My final tip is to set up a package.json. There are so many good reasons to use it that I can’t list all of them, but here are two relevant ones:

  • You can record your dependencies (e.g. webpack & babel), then install them again using npm install.
  • You can define a start script, so you don’t even need to remember webpack-dev-server – just npm start.

Setting up package.json is so incredibly simple that you really have no reason not to do it, so let’s do it now. Ready? From your black-triangle directory, type this:

npm init

Now follow the prompts, remembering to enter src/main.js as your entry point.

And now you’ve got your package.json. How easy was that! Let’s finish it off by telling npm about what to do when we type npm start: do so by adding a new key to the generated package.json file’s scripts object, as so:

"start": "node_modules/webpack-dev-server/bin/webpack-dev-server.js"

Finally, test it out by shutting off your existing server (if it is running), typing in npm start, and visiting localhost:8080.

And there you have it – an ES6-compiling, automatic reloading dev server, which can be started as easily as typing npm start. Neat!

But don’t close the tab just yet. To really make it worth your while having read this article, you need to remember the important parts – and what better way to do so than with a useful exercise.

Exercise: Compiling and watching your LESS/SCSS files

This exercise is small in scope but big in result. It involves adding only two lines to your webpack.config.js, and in return you’ll get near-instant updates to your browser’s stylesheet as soon as you save the changes to your .less or .scss files.

To get started, you’ll need to install a few loader packages:

npm install style-loader autoprefixer-loader css-loader less-loader --save-dev

Substitute less-loader for scss-loader if that’s how you roll.

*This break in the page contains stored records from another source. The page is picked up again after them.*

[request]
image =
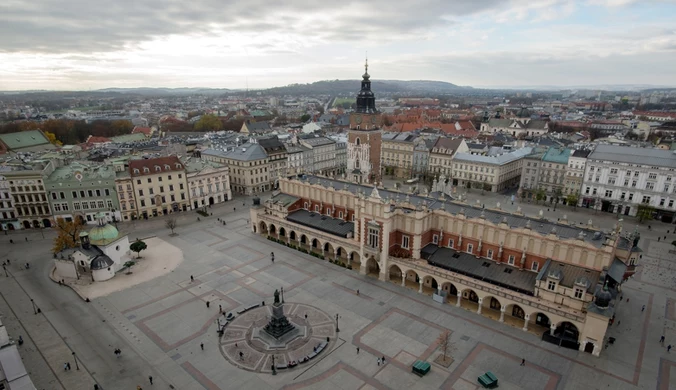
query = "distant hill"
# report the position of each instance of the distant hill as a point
(167, 91)
(339, 87)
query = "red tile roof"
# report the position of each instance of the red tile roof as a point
(139, 129)
(155, 166)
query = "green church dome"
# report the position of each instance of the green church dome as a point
(103, 234)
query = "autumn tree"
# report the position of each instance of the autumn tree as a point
(208, 122)
(138, 246)
(68, 234)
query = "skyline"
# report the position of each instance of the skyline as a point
(263, 44)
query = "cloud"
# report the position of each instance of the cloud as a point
(88, 26)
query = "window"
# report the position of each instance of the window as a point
(373, 238)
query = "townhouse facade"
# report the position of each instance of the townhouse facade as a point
(208, 182)
(249, 167)
(443, 151)
(83, 190)
(397, 154)
(160, 186)
(626, 180)
(490, 173)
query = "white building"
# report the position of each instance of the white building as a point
(619, 179)
(8, 217)
(208, 182)
(494, 173)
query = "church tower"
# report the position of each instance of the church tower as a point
(364, 138)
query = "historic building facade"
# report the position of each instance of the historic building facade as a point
(364, 138)
(160, 186)
(550, 278)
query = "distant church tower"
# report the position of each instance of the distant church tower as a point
(364, 138)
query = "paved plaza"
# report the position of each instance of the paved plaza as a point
(162, 322)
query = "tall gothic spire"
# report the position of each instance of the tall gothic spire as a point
(366, 100)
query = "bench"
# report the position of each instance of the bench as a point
(488, 380)
(420, 368)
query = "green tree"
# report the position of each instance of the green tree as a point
(644, 212)
(128, 266)
(540, 194)
(138, 246)
(572, 200)
(208, 122)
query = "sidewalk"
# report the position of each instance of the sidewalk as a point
(44, 351)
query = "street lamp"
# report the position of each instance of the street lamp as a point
(77, 367)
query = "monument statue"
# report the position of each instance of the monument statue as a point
(278, 325)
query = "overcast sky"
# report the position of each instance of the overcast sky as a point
(84, 44)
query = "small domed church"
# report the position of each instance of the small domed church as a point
(102, 252)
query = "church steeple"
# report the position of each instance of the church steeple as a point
(366, 100)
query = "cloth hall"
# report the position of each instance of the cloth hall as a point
(551, 278)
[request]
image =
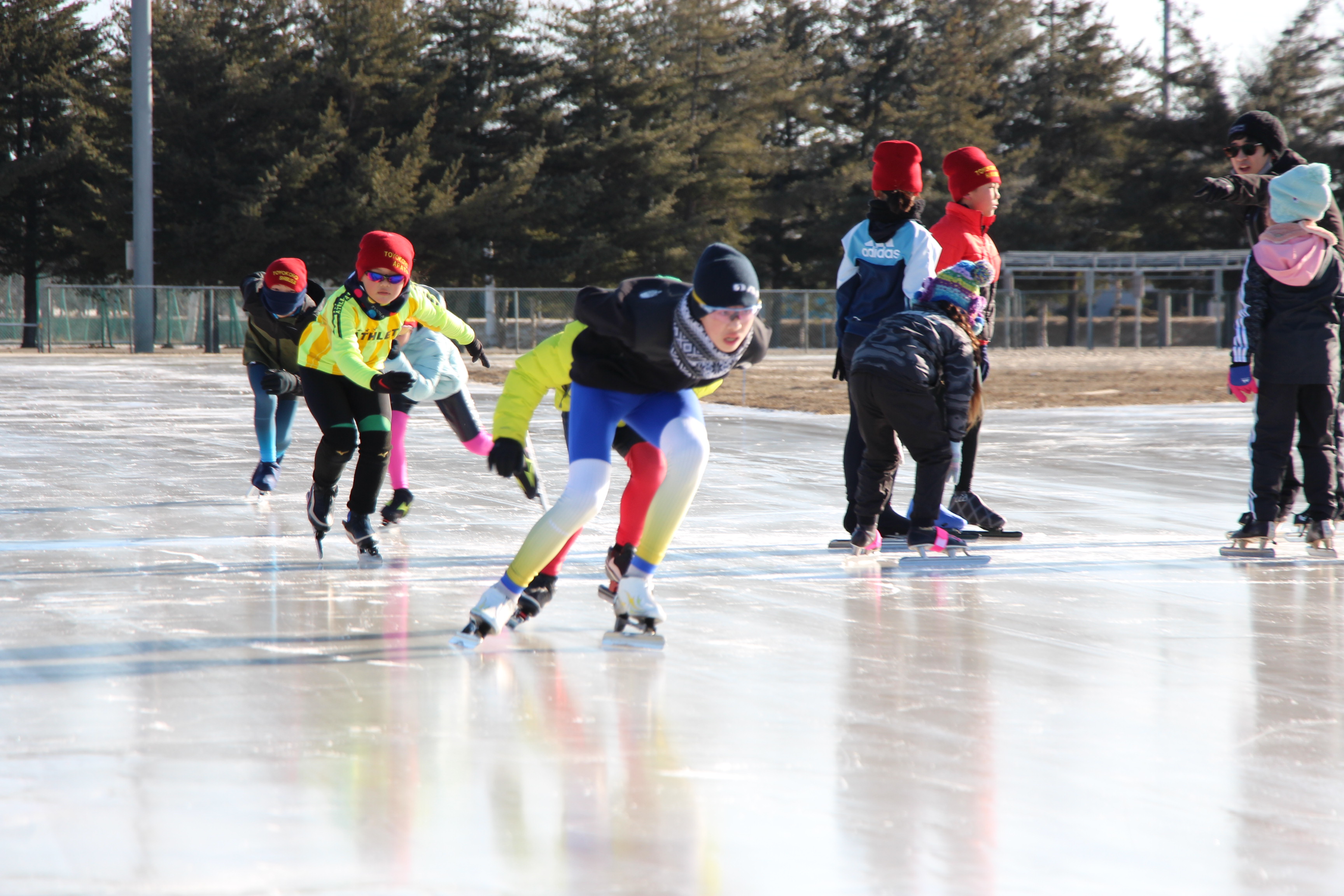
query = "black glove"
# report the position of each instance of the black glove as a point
(279, 382)
(1215, 190)
(478, 352)
(392, 382)
(507, 457)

Once the packages are installed, you’ll need to make two changes to webpack.config.js:

  1. Add your new loaders to a .less or .css line in the module.loaders section, using the ! character to feed loaders into each other (see the documentation for more details)
  2. Add your new stylesheet to the entry section (yep, you can include more than just JavaScript with webpack)
Don’t forget to move the styles out of index.html while testing!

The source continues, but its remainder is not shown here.